Our couchsurfing host in Marseille, Emmanuel, took us out to the little seaside town of Cassis.  The color of the sea there was the most vibrant blue I had ever seen.  Jenna and I spent a while just watching the waves beat the rocks.



We decided to take a bus from Aix to visit Cassis a second time.  Our plan was to pay for a boat ride through the so-called calanques (large, canyon-inlets carved into the rocks along the coast.  When we got there however, we were disappointed to learn that, due to rough seas, the boats were not running.  That little hitch didn't get us down, though.  We spent the day exploring the beautiful town, and seeing what the street market and coastline had to offer.




The cliffs above Cassis are the highest point along the entire Mediterranean.  They offer absolutely breathtaking (and vertigo-inducing) views of the town and coastline below..

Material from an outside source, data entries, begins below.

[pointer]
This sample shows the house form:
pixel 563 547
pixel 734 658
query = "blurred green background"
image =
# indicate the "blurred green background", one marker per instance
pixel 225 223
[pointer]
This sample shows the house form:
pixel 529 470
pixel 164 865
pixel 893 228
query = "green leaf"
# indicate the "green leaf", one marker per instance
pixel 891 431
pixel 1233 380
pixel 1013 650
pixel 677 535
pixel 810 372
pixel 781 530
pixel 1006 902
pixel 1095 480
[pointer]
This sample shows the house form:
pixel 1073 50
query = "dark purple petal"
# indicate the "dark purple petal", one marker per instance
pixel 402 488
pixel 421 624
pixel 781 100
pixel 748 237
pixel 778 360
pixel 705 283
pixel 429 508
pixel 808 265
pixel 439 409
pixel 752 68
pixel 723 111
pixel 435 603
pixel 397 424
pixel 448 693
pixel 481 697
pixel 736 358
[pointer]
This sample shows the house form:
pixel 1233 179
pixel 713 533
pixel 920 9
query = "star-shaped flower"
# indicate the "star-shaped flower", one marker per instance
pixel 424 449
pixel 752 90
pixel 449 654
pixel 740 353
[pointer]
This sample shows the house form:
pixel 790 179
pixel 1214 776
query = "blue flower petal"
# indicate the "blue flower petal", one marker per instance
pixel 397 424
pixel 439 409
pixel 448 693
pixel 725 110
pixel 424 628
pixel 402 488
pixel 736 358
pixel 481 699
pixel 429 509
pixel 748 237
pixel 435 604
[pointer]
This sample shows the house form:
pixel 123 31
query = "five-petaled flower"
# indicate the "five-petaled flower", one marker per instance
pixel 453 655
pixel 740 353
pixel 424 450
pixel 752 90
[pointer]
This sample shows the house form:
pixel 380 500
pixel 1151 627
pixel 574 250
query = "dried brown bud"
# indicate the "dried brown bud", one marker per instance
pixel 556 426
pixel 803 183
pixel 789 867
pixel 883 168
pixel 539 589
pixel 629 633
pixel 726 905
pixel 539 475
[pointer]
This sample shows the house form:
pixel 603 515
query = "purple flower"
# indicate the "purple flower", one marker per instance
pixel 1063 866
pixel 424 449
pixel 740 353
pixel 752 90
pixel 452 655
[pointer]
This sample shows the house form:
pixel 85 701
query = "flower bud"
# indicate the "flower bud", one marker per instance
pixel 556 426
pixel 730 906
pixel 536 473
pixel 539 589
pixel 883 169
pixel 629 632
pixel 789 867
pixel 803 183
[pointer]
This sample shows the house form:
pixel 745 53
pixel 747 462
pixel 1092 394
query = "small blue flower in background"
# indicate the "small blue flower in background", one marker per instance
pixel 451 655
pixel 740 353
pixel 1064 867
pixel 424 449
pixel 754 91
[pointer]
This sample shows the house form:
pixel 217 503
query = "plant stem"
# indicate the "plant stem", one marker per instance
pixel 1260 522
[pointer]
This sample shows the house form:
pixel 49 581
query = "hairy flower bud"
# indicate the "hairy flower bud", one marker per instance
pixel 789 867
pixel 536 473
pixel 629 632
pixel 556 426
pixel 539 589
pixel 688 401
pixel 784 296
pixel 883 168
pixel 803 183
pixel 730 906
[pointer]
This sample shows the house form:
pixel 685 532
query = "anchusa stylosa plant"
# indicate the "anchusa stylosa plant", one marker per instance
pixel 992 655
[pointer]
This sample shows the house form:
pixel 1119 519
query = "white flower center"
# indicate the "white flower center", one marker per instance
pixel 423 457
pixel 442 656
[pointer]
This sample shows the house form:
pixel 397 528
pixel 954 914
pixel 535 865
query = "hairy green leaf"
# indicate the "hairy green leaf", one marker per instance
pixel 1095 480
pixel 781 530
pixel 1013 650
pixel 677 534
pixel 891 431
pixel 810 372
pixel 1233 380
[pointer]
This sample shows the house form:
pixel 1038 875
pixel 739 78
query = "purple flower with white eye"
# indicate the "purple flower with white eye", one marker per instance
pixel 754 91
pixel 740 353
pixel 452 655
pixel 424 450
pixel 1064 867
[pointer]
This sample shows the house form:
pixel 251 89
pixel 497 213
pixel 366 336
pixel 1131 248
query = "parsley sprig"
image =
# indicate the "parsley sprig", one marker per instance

Wednesday, October 17, 2012

A Shared Experience


There's nothing quite like traveling. The new places, the unfamiliar cultures and languages, the struggles with navigation, communication, and basic comfort that you encounter every day. And then there's the growth! The reality that each and every day you're doing something you've never quite done before, in a place you've (probably) never been, with people you've just met.







The information and ideas that you come into contact with are sometimes brand new to you, and more often than not, change your way of looking at something, or inform your perspective. Simple things become difficult, and you are constantly questioning things you thought you knew. Boundaries are pushed (in every way imaginable) and your comfort zone expands drastically- mostly because it has to.




Having traveled in the past, both alone, and with my family, these are all things I was expecting to find when we started out this time, and (for the most part) things I was looking forward to. But I never anticipated the extent to which I would enjoy them differently this time around, simply for doing it with my partner. 








It's one thing to explore a beautiful new place and learn about it all on your own. It's entirely different, and in many ways, more spectacular, to do it with the person you love. To miss a train, get lost, or feel frustrated is somehow easier with someone to lean on. 


To meet an interesting person in a foreign place and become fast-friends is an amazing thing to get to experience- and to be traveling with someone with whom I get to share those experiences, those struggles, those memories, is more terrific than I could have ever anticipated. 









Wandering, getting lost, and laughing our way through new places is far more amusing and enjoyable with Sean, than I think it would be by myself, and I'm so very happy that we're sharing this adventure.